Learn about the experience of the first woman with reduced mobility to work in a mining company's operations area
The "Women's Participation in the Mining Industry" workshop was held during the first week of June. This initiative brought APEC Chile 2019 to the north of Chile thanks to work on the Women, SMEs and Inclusive Growth priority.
The objective of the activity was to identify and analyze the challenges facing women in the mining sector. It featured the participation of professionals from this field, including Carolina García, Training Specialist at BHP Minerals Americas, the first woman with reduced mobility to work in the mining company’s operations area.
She told us about her experience and how progress can be made with regard to inclusion within the industry.
How were your first days at work?
“When I was hired, they asked me what they could do to make me more comfortable. I told them that I hadn't really thought about it, since I'm used to constantly having to adapt to my surroundings. They were surprised that I hadn't brought a set of requests in with me.”
As the first woman with reduced mobility to enter the operations area in a mining company, how would you describe your experience?

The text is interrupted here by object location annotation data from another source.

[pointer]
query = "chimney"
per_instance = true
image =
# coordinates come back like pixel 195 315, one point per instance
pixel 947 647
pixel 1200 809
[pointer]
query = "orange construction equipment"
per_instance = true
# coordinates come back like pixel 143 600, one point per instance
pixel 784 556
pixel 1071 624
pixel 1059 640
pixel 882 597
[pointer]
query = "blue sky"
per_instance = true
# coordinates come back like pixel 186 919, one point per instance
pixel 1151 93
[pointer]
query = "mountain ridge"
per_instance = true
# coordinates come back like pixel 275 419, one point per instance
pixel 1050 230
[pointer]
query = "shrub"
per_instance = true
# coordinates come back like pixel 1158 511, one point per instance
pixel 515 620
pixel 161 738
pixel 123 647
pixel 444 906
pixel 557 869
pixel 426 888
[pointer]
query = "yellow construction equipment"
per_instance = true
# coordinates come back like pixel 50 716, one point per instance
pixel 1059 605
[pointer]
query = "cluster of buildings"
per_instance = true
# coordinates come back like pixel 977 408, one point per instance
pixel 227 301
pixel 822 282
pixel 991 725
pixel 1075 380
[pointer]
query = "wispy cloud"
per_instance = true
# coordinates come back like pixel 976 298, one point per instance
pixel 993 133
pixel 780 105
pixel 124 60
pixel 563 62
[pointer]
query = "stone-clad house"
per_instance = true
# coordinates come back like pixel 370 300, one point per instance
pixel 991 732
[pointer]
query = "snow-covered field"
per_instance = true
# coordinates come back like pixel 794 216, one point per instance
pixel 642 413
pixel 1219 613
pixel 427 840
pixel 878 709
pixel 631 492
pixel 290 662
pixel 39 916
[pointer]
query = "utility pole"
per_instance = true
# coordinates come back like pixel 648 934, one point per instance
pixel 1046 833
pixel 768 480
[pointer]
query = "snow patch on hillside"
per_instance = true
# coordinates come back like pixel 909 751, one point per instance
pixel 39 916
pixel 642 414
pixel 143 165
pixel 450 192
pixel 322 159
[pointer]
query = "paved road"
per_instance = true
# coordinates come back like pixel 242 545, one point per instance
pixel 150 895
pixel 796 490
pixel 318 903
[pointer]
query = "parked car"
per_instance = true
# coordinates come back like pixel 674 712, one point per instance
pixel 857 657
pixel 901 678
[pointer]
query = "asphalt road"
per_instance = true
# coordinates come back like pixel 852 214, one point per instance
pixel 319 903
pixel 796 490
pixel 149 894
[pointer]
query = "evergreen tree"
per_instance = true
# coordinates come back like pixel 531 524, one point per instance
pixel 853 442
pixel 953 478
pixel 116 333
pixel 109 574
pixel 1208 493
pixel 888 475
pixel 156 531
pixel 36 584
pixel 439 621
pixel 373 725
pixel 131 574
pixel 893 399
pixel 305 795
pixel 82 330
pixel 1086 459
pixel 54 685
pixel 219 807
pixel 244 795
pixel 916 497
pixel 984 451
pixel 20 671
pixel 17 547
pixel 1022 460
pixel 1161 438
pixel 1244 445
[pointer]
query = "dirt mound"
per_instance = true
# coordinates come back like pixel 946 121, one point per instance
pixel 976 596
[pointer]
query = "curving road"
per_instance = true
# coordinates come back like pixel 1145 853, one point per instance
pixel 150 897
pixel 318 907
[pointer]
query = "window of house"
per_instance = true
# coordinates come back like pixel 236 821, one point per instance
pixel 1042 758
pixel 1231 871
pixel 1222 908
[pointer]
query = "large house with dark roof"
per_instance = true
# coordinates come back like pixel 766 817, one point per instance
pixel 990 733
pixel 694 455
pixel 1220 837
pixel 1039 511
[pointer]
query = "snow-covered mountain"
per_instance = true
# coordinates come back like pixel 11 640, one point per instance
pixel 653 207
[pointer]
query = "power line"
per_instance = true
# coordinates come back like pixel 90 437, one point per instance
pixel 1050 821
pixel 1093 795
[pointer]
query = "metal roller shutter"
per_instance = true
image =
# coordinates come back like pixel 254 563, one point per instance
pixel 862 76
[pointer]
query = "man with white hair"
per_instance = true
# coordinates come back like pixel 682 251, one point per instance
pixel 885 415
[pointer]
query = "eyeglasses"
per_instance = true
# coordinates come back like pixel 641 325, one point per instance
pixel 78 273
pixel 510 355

“It has been better than I could have ever imagined. It has been a real treat for me to be able to join this company because they have a very developed culture of diversity and inclusion. They take steps to accommodate diversity in terms of culture, nationality, gender and sexual orientation. Now they are also working on diversity as its relates to disability issues.”
Tell us about some of the tools that new technologies have provided the mining sector.
“As in several other industries, virtual communication has gained a lot of traction. We are now able to talk with employees in different parts of the world and stay connected remotely, especially with the on-site operations area. A world of opportunities has opened up for everyone, especially for people with disabilities.”
Do you think promoting inclusion in the mining sector is important? Why?
“The inclusion of people with disabilities is an issue that is here to stay. All industries must comply with Law 21.015, which encourages the inclusion of people with disabilities in the workforce. So, this needs to be promoted in the mining sector, an industry that has historically faced greater challenges in terms of accessibility. Finally, diversity creates value by generating a more creative and innovative culture that can provide better solutions. The mining industry is lagging behind in this respect.”
What do you consider to be the next big step in terms of inclusion in the mining industry?
“Accessibility. As I was saying, this issue has always been quite complicated in this industry. It isn't easy to enter a mining site in a wheelchair. They are very determined to make changes, and these small accessibility improvements can lead to many opportunities.”